Rheem has been selected for presentation at the Spark Summit 2017. Located in the Bay Area, the Spark Summit is with over 3,000 attendees the premier venue for projects with and around Apache Spark. Rheem is the product of a collaboration of our group with the QCRI.
Abstract
We are witnessing a proliferation of big data, which has lead to a zoo of data processing systems. Each system providing a different set of features. For example, Spark provides scalability to analytic tasks, but Java 8 Streams provides low-latency. Furthermore, complex applications, such as ETL and ML, are now requiring a mixture of platforms to perform tasks efficiently. In such complex data analytics pipelines, the use of multiple data processing system is not only for performance reasons, but also because of data diversity. Datasets often natively reside on different data formats and storage engines. Unfortunately, developers are left alone in the challenging tasks of: (1) choosing the right platform for their applications; and (2) performing tedious and costly data migration and integration tasks to obtain the results.
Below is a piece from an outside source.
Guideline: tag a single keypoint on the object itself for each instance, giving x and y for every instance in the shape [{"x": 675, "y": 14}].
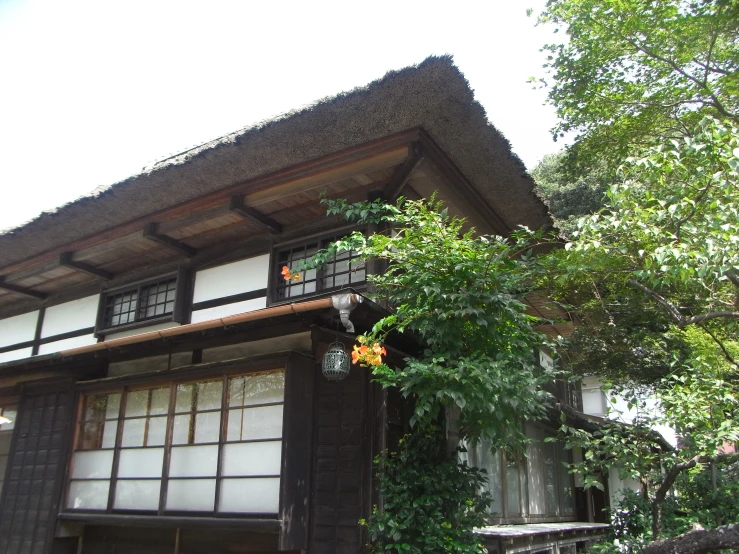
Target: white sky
[{"x": 92, "y": 91}]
In this talk, we will present Rheem (https://github.com/daqcri/rheem), an open source scalable cross-platform system that frees developers from these burdens. Rheem provides an abstraction layer on top of Spark (and other processing platforms) with the aim of enabling cross-platform optimization and interoperability. It automatically selects the best data processing platforms for a given task and also handles the cross-platform execution. In particular, we will discuss how Rheem allows Spark to work in tandem with other platforms in order to achieve higher performance. We will also show how easy a developer can write complex applications on top of Rheem to seamlessly use multiple different data processing platforms according to their tasks at hand. Using Rheem developers do not have to worry about the integration or data migration between Spark and other platforms.